The effects of moisture on LiD single crystals studied by temperature-programmed decomposition

Temperature-programmed decomposition (TPD) technique was performed on LiOH powders and LiD single crystals previously exposed to different moisture levels. Our results show that the LiOH decomposition process is rate-limited by an inward moving reaction front mechanism with an activation energy barrier of ∼122–149 kJ/mol. The LiOH structure is stable even if kept at 320 K. However, LiOH structures formed on the surface of LiD single crystals during moisture exposure at low dosages may have multiple activation energy barriers, some of which may be much lower than 122 kJ/mol.
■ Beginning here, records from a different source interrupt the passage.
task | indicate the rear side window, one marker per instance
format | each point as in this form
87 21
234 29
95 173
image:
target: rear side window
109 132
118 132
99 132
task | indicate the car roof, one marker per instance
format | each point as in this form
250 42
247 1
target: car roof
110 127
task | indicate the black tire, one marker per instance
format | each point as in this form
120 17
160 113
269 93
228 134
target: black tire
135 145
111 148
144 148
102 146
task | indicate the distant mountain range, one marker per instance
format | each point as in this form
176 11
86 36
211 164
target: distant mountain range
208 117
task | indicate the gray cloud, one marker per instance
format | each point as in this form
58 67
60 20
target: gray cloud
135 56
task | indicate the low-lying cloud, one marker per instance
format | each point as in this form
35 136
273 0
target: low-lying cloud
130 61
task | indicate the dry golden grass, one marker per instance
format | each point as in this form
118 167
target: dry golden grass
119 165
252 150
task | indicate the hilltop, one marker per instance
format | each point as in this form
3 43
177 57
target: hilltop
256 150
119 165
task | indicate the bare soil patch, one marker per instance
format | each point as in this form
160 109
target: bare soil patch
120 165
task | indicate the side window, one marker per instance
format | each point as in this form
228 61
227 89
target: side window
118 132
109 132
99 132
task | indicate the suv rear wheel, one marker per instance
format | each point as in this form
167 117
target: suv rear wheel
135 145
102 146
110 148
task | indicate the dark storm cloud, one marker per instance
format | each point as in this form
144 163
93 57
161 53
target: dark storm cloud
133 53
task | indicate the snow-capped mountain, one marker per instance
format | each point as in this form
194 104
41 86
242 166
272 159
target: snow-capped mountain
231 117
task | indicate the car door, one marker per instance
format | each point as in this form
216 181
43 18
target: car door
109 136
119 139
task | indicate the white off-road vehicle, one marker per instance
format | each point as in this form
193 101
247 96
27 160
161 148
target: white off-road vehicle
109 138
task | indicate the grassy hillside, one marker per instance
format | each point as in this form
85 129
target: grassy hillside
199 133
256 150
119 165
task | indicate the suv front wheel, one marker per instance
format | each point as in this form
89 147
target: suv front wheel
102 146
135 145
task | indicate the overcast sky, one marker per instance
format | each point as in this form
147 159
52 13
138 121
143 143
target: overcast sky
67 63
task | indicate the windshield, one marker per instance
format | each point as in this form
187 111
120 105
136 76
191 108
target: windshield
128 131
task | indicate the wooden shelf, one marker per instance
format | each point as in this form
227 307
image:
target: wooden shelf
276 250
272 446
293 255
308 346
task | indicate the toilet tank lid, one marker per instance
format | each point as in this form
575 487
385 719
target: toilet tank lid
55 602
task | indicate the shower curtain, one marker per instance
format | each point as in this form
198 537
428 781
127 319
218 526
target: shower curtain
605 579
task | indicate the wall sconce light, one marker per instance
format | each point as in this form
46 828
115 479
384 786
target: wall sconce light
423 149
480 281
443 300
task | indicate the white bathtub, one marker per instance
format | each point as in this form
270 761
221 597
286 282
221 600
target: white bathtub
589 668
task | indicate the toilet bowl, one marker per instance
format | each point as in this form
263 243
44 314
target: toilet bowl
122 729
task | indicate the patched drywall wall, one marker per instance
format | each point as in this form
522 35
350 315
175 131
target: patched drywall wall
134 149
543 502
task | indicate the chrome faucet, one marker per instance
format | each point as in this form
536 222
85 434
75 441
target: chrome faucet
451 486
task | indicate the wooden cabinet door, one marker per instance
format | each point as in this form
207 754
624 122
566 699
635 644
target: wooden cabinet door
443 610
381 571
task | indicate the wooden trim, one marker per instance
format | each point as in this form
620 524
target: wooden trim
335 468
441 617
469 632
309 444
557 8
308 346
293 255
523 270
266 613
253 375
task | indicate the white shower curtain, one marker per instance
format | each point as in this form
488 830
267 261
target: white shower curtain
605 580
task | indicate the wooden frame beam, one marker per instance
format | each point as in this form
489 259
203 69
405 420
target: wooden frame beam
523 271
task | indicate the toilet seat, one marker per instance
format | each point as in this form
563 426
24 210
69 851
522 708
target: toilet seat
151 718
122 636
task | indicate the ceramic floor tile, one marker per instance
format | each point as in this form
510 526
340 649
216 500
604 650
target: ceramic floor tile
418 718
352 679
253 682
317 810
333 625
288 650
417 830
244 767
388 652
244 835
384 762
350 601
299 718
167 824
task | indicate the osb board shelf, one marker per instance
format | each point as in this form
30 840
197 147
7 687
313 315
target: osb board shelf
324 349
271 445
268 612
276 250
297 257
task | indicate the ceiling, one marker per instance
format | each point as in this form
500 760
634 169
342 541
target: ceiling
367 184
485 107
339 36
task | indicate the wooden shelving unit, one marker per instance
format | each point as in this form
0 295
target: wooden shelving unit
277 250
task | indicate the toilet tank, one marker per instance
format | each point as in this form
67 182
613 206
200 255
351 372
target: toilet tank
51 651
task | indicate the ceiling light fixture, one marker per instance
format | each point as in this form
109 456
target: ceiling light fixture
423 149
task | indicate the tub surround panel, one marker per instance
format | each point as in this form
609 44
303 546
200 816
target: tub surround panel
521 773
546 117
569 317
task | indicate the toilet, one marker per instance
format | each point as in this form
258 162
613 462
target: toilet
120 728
The rate-limiting mechanism for the decomposition of LiOH structures with reduced activation energy barriers is consistent with a unimolecular nucleation model. We attribute the lowering of the activation energy barrier for the LiOH decomposition to the existence of sub-stoichiometric Li(OH)x with x<1 and cracks, broken bonds, and other disorders in the LiOH structures formed at low levels of moisture exposure. These defective LiOH structures may decompose significantly over many years of storage even at room temperature. At high moisture exposure levels, LiOH · H2O formation is observed. The release of H2O molecules from LiOH · H2O structure has small activation energy barriers in the range of 48–69 kJ/mol and follows a unimolecular nucleation process. The loosely bonded H2O molecules in the LiOH · H2O structure can be easily pumped away at room temperature in a reasonable amount of time. Our experiments also suggest that handling LiD single crystals at an elevated temperature of 340 K or more reduces the growth rate of LiOH and LiOH · H2O significantly.